Fawzy discovered that the college had a Palestinian American Organization, but it was more a cultural group than a political one. "I didn't think it was advancing the Palestinian cause," she says. So last year, she decided to revamp the club as a part of Students for Justice in Palestine, a group with 75 chapters across the country. In Boca, Fawzy found about 20 dedicated supporters. She says there are more Jewish members of the club than Palestinian ones.
The three leaders of the club — Fawzy, Aleksinko, and Schneider — vehemently deny that they want Israel to cease to exist.
"We're pro-Israel," Schneider says. "It's just the Israeli government and what they're doing to the Palestinians."
"We all believe in a just solution for Israelis and Palestinians," Fawzy adds. "We all believe in the Palestinian refugees' right of return." (To many pro-Israel advocates, the right of return implies an end to the Jewish state. If millions of displaced Palestinians return to the country, they could outnumber the Jews there.)
Fawzy envisions a one-state solution in which people would live together freely, regardless of race, ethnicity, religion, or nationality. "Everyone is equal," she says. "There's no occupation."
In September, the group held a rally to support Palestinian self-determination. In late February, for Palestine Awareness Week, it erected a replica of what it called the "apartheid wall" — the security wall erected by the Israeli government to separate Israel from the West Bank.

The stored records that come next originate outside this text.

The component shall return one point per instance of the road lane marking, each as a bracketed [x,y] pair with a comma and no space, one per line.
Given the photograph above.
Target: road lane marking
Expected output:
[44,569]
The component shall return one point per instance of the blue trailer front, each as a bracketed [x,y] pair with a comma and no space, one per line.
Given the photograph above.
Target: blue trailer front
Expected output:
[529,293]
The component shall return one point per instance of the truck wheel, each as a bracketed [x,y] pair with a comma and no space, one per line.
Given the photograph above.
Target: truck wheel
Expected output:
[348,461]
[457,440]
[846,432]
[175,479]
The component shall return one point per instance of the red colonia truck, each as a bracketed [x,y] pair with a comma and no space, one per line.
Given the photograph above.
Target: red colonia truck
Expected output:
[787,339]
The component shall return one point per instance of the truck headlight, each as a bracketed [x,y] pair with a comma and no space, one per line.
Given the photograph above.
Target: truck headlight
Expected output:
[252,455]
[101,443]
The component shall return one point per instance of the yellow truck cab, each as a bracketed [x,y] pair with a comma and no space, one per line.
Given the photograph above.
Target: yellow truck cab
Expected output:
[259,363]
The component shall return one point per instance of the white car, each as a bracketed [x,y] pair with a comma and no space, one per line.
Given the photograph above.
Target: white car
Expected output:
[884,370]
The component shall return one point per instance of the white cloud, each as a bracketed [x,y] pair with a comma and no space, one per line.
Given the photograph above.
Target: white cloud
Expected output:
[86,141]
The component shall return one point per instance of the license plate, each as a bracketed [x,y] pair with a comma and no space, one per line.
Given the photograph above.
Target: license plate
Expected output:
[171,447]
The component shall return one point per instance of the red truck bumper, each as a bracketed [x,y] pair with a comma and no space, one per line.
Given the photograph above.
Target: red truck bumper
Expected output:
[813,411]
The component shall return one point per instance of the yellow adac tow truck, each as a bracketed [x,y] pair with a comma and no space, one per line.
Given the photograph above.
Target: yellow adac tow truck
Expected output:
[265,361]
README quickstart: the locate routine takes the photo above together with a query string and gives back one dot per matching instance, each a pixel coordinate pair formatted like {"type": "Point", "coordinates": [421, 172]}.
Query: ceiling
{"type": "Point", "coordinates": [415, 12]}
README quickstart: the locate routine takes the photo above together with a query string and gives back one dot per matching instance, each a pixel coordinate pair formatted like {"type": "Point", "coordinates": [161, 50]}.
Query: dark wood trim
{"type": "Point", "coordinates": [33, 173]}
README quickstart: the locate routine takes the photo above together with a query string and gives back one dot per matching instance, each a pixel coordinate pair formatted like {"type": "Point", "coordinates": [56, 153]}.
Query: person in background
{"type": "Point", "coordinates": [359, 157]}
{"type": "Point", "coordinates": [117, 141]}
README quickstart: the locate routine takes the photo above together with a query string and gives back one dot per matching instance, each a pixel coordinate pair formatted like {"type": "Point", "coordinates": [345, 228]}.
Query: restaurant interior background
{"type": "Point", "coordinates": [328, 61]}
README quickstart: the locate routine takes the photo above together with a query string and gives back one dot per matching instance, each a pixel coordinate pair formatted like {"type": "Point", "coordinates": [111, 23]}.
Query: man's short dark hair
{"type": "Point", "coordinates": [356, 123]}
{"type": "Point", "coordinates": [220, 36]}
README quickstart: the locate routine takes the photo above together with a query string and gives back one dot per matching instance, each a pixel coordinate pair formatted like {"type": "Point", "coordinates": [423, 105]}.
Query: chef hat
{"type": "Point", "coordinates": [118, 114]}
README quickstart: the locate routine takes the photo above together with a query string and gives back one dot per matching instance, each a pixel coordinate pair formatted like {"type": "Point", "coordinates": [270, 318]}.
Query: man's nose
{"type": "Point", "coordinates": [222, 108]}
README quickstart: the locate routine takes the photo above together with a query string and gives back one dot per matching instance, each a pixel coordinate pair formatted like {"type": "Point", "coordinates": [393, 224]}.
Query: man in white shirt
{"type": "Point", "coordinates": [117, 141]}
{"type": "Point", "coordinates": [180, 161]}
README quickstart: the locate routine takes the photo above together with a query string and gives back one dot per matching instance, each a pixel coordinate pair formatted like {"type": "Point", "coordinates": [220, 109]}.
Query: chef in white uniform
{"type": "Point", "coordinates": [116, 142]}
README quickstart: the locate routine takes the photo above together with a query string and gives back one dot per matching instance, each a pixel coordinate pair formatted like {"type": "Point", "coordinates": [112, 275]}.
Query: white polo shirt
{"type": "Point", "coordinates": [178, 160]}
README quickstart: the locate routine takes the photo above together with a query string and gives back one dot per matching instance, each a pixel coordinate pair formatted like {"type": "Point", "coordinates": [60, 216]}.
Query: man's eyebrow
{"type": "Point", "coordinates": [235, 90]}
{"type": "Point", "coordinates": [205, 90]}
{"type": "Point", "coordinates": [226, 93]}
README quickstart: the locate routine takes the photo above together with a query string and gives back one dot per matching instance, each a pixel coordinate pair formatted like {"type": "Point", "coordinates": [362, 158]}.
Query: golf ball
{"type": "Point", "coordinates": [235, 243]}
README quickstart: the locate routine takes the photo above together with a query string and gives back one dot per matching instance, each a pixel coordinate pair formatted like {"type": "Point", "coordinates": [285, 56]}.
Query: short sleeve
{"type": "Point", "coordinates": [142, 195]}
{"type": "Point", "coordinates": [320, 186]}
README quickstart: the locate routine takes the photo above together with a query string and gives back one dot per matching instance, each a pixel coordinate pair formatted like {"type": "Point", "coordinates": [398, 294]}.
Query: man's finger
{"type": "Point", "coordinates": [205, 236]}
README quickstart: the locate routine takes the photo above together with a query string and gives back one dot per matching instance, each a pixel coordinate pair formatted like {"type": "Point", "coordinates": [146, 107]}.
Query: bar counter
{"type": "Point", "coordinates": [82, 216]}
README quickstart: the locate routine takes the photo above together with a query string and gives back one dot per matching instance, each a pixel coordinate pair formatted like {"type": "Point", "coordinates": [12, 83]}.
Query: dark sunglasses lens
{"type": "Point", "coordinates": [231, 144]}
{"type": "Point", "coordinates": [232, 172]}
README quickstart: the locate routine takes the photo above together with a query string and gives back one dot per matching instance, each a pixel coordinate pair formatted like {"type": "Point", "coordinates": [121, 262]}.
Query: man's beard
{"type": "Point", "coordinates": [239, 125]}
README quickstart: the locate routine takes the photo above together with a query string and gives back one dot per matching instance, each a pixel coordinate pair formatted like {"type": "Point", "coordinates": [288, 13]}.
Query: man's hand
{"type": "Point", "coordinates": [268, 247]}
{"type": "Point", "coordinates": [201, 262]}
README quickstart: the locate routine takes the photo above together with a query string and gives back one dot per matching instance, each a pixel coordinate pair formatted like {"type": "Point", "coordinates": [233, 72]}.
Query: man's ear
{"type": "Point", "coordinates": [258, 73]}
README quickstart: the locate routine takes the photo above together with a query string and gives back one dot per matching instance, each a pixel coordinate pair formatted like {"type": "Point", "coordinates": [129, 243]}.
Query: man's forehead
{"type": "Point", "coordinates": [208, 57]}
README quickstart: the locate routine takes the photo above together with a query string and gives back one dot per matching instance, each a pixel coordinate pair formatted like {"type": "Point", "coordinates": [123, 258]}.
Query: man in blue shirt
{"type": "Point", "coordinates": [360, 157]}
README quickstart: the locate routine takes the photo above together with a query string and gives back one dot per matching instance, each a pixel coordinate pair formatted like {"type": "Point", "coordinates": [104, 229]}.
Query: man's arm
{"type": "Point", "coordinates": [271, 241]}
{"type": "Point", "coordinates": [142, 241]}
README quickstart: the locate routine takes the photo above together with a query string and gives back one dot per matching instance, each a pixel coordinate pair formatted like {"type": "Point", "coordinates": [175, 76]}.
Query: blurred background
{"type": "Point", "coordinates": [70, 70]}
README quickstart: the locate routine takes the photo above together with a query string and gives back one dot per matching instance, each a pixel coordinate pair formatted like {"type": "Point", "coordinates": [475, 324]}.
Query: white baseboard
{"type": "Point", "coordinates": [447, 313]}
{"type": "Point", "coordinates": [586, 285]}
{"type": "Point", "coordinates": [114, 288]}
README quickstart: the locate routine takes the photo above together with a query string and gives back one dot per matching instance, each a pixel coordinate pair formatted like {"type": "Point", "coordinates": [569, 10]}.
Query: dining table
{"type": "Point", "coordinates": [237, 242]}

And this spring, it heard about Palestinian clubs at Harvard, Yale, and Tufts universities having demonstrated by posting mock eviction notices on students' dorm rooms to raise awareness about the plight of Palestinians living in the occupied territories outside Israel. Group leaders decided to copy the idea.
So they whipped up the fliers, which looked liked eviction notices but also had some explanatory text. They read: "The Israeli Committee Against House Demolitions reports about 25,000 homes have been destroyed by Israeli military forces since the Occupation of Palestine began in 1967." They quoted Sarah Leah Whitson, Middle East director of Human Rights Watch: "The Israeli government is depriving Palestinians of the right to live in their own homes."
The fliers also included a reference to Rachel Corrie, a 23-year-old American activist who was killed in 2003 while she acted as a "human shield" and stood in the way of a bulldozer that was demolishing a Palestinian home in the Gaza Strip. The Israeli government has insisted her death was an accident, that the driver of the bulldozer could not see her. The eviction notice described Corrie's death but not Israel's explanation of it.
The students had Artie Jamison, associate director for residential life at FAU, approve the fliers. (Jamison confirmed that she approved them but would not comment further for this article.) And on March 30, they walked up and down the halls of three dorms, spending about three hours posting 200 eviction notices on doors — randomly, they insist.
That evening, Rayna Exelbierd returned from a campus Shabbat service to find the eviction notice on her dorm-room door. A friend ripped it down. Exelbierd scanned the hallway. She didn't see any other fliers on neighboring doors. "I felt targeted," she says.
For Exelbierd, the far-off conflict in the Middle East is deeply personal. The 20-year-old has attended pro-Israel summer camps most of her life. She has visited Israel four times. After graduating high school, she spent a "gap year" there on a program run by the Zionist youth group Young Judaea. She returned again this December on a trip run by the right-leaning Zionist Organization of America. This was no tourist jaunt. Exelbierd says she dated a general in the Israeli Defense Forces. She met Jewish settlers who were evicted from homes they built in Palestinian territories "for reasons of peace and security," Exelbierd says. The Israeli government and the Obama administration have criticized settlers for thwarting the peace process, yet Exelbierd considers them heroes.